Obviously pleased, Odrade squeezed his arm. "What a father I have!"

"Do you really have a father?" he asked and he recounted for her what he had been thinking about the Bene Gesserit removing themselves from humanity.

"Outside humanity," she said. "What a curious idea. Are Guild navigators also outside their original humanity?"

He thought about this. Guild navigators diverged widely from humankind's more common shape. Born in space and living out their lives in tanks of melange gas, they distorted the original form, elongated and repositioned limbs and organs. But a young navigator in estrus and before entering the tank could breed with a norm. It had been demonstrated. They became non-human but not in the way of the Bene Gesserit.

"Navigators are not your mental kin," he said. "They think human. Guiding a ship through space, even with prescience to find the safe way, has a pattern a human can accept."

"You don't accept our pattern?"

"As far as I can, but somewhere in your development you shift outside the original pattern. I think you may perform a conscious act even to appear human. This way you hold my arm right now, as though you really were my daughter."

"I am your daughter but I'm surprised you think so little of us."

"Quite the contrary: I stand in awe of you."

"Of your own daughter?"

"Of any Reverend Mother."

"You think I exist only to manipulate lesser creatures?"

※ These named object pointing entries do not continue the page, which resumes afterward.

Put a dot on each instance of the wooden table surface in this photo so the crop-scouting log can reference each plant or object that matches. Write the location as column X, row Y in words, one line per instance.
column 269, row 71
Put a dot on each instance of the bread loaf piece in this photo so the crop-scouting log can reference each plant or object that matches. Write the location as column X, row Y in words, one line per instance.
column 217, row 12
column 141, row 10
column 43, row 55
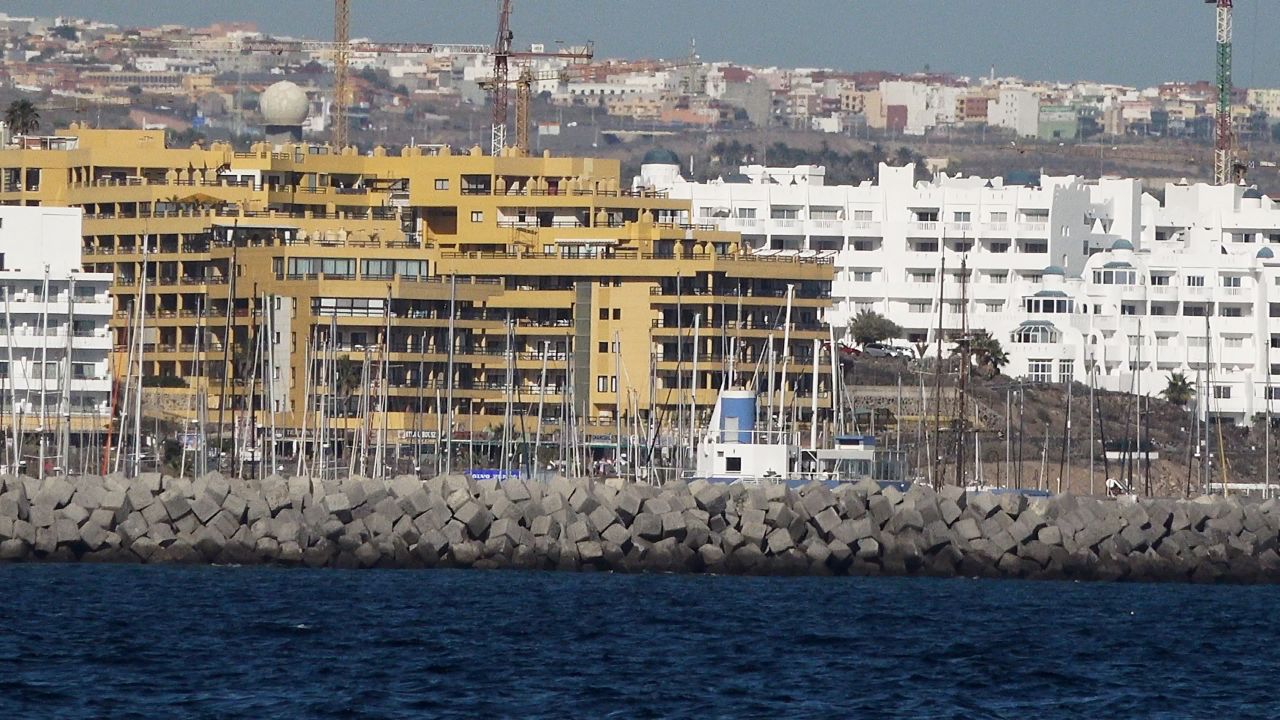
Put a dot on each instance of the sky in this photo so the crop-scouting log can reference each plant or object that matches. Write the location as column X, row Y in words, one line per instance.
column 1127, row 41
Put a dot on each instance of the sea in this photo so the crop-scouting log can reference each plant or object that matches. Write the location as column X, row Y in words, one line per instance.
column 123, row 641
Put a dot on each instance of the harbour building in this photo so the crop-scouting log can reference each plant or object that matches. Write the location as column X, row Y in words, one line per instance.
column 424, row 292
column 1073, row 277
column 55, row 367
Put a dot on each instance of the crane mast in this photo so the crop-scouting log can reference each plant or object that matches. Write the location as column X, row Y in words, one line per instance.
column 1224, row 160
column 342, row 51
column 501, row 60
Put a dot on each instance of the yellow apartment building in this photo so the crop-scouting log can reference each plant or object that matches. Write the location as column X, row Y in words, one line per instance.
column 264, row 276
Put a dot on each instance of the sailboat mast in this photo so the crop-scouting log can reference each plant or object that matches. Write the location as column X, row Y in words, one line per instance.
column 448, row 379
column 936, row 456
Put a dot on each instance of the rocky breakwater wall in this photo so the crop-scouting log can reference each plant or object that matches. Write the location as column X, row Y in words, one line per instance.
column 858, row 529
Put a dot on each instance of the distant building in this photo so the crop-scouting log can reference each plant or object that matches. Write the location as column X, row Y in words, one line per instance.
column 54, row 368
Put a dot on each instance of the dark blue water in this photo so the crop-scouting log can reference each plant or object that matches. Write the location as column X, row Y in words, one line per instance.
column 83, row 641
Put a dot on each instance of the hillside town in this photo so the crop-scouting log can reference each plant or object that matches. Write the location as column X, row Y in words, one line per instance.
column 209, row 80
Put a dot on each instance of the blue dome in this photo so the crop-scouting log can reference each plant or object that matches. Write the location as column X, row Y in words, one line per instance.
column 659, row 156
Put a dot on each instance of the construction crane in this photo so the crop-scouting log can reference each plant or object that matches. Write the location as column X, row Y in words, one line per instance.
column 342, row 54
column 1226, row 167
column 525, row 98
column 499, row 83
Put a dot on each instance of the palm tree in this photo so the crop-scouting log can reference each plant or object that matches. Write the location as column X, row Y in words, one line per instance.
column 22, row 117
column 1179, row 390
column 986, row 354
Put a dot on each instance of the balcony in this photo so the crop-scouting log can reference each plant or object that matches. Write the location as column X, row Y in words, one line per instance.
column 863, row 228
column 785, row 226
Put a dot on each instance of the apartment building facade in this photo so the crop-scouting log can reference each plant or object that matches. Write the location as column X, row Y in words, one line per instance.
column 561, row 288
column 55, row 367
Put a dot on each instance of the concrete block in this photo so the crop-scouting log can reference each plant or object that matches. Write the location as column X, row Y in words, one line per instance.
column 176, row 504
column 1050, row 536
column 673, row 525
column 583, row 501
column 577, row 532
column 74, row 513
column 204, row 507
column 600, row 518
column 627, row 505
column 647, row 525
column 475, row 518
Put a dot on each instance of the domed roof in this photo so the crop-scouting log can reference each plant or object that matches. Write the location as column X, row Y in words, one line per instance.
column 659, row 156
column 283, row 104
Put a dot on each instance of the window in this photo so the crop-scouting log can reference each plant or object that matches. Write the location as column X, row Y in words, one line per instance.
column 1037, row 333
column 1065, row 370
column 1040, row 370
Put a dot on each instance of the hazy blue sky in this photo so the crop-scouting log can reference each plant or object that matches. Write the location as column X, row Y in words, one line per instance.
column 1129, row 41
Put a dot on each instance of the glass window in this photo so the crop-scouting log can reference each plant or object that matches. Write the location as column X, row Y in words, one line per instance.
column 1040, row 370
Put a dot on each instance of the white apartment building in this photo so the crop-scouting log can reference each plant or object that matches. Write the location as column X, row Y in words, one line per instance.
column 1068, row 274
column 54, row 319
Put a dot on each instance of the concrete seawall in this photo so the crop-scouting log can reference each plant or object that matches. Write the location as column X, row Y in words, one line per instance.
column 859, row 529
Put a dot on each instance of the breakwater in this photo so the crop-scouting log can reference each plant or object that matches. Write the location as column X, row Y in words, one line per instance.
column 858, row 529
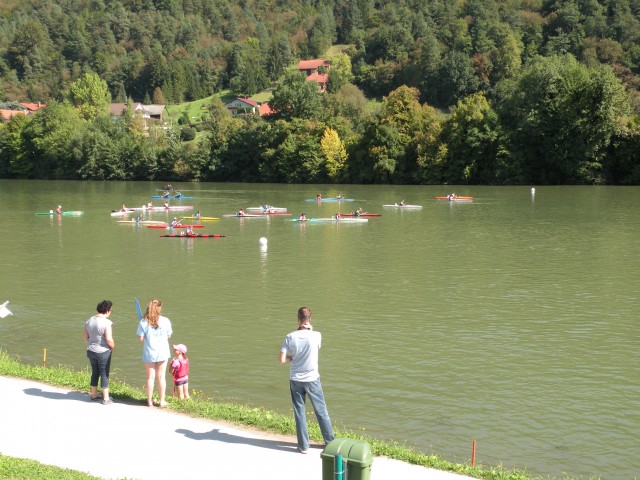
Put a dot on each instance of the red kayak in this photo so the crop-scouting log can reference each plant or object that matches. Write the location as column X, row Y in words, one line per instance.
column 364, row 214
column 457, row 198
column 200, row 235
column 177, row 226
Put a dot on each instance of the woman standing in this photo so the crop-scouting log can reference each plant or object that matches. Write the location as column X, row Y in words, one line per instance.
column 155, row 330
column 99, row 337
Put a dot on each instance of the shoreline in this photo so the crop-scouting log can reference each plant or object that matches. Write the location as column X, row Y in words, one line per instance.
column 250, row 421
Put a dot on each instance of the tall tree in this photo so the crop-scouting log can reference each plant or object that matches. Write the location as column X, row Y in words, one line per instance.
column 90, row 95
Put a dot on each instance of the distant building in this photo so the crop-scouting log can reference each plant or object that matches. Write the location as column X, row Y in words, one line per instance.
column 152, row 114
column 311, row 68
column 245, row 106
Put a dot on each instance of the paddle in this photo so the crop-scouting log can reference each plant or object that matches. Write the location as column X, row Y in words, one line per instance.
column 4, row 311
column 138, row 309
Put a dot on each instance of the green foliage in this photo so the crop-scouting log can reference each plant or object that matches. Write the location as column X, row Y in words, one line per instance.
column 202, row 407
column 23, row 469
column 90, row 95
column 294, row 97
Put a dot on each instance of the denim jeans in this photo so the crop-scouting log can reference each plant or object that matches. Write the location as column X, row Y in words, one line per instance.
column 100, row 365
column 299, row 391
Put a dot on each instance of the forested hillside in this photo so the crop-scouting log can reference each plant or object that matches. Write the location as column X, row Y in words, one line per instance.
column 476, row 91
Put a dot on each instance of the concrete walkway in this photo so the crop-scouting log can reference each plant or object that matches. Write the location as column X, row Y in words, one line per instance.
column 62, row 427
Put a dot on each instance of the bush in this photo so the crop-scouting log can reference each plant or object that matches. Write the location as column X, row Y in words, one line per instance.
column 187, row 134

"I think you no longer really feel human. There's a gap in you, something missing, something you've removed. You no longer are one of us."

"Thank you," Odrade said. "Taraza told me you would not hesitate to answer truthfully, but I knew that for myself."

"For what have you prepared me?"

"You will know it when it occurs; that is all I can say... all I am permitted to say."

Manipulating again! he thought. Damn them!

Odrade cleared her throat. She appeared about to say something more but she remained silent as she guided Teg around and strolled with him back across the chamber.

Even though she had known what Teg must say, his words pained her. She wanted to tell him that she was one of those who still felt human, but his judgment of the Sisterhood could not be denied.

We are taught to reject love. We can simulate it but each of us is capable of cutting it off in an instant.